Valtellina, sette del mattino in un albergo, colazione davanti al tg5. Nella sala entra una giovane cameriera mentre annunciano l’abolizione dei voucher. Ascolta e commenta: “Non ho parole, sono impazziti. Ci vogliono costringere a lavorare in nero“.
Così viene percepita dalle persone normali, giovani e precarie, l’ultima impresa del governo italiano che, come ha detto l’ex ministro del lavoro Maurizio Sacconi, ci riporta indietro di vent’anni, nel buio dello statalismo più rigido.
Spero che gli esperti di economia approfondiranno il tema, io mi limito a riportare come la gente ha percepito questa iniziativa che ha avuto come scopo quello di impedire, con il prossimo referendum indetto dalla Cgil, una nuova frattura interna alla sinistra. Sono così stati sacrificati i voucher, cioè un modo di dare lavoro che supera il problema di un costo del lavoro proibitivo per famiglie, piccole imprese e artigiani. L’effetto che otterrà questa iniziativa sarà quello di confermare in molti italiani la percezione delle istituzioni, il governo ma più in generale lo Stato, come un nemico che ti impedisce di crescere e di vivere meglio.
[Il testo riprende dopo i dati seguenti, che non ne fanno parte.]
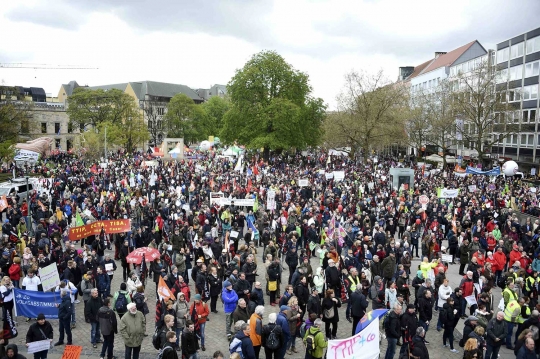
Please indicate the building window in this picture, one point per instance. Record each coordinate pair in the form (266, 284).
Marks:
(532, 69)
(533, 45)
(529, 116)
(526, 140)
(502, 76)
(516, 50)
(514, 95)
(516, 72)
(502, 55)
(530, 92)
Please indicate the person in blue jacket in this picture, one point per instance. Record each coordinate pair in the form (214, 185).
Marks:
(230, 298)
(284, 324)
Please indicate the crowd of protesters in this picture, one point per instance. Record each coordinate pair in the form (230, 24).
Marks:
(364, 233)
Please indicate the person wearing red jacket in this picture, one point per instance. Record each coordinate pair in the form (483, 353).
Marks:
(515, 255)
(494, 264)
Questa è l’Italia, che ci possiamo fare, mi suggerisce l’angelo cattivo. Possiamo fare ancora molto, replica l’angelo buono.
Che l’Italia vada male non c’è bisogno che ve lo scriva, lo vedete voi meglio di me. Va male perché tutto crolla, tutti litigano con tutti, nessuno riesce a mettersi d’accordo con nessuno e ogni collaborazione dura lo spazio di un mattino. È la caratteristica finale di un mondo che muore, come avvenne con la fine dell’impero romano. Ma, anche allora, i cristiani seppero fare la differenza. Chi difendendo i confini dell’impero come il generale Stilicone, chi costruendo le comunità che avrebbero generato la cristianità come San Benedetto o come Cassiodoro, chi facendo da consigliere dei nuovi dominatori barbari, e poi finendone ucciso, come San Severino Boezio.
Da parte nostra, cerchiamo di rimanere con i piedi per terra. Siamo alla fine di un mondo, ma la vita continua e un mondo nuovo vedrà la luce. Il nostro principale contributo consiste nel formare persone che siano in grado di ricostruire ambienti perché conoscono il male che ha portato alla morte della civiltà cristiana, e perché conoscono la Rivoluzione, la hanno combattuta e continuano a farlo. Consapevoli di fare una proposta politicamente scorretta, non stanchiamoci di continuare a farla, seminando un po’ di speranza in un mondo disperato.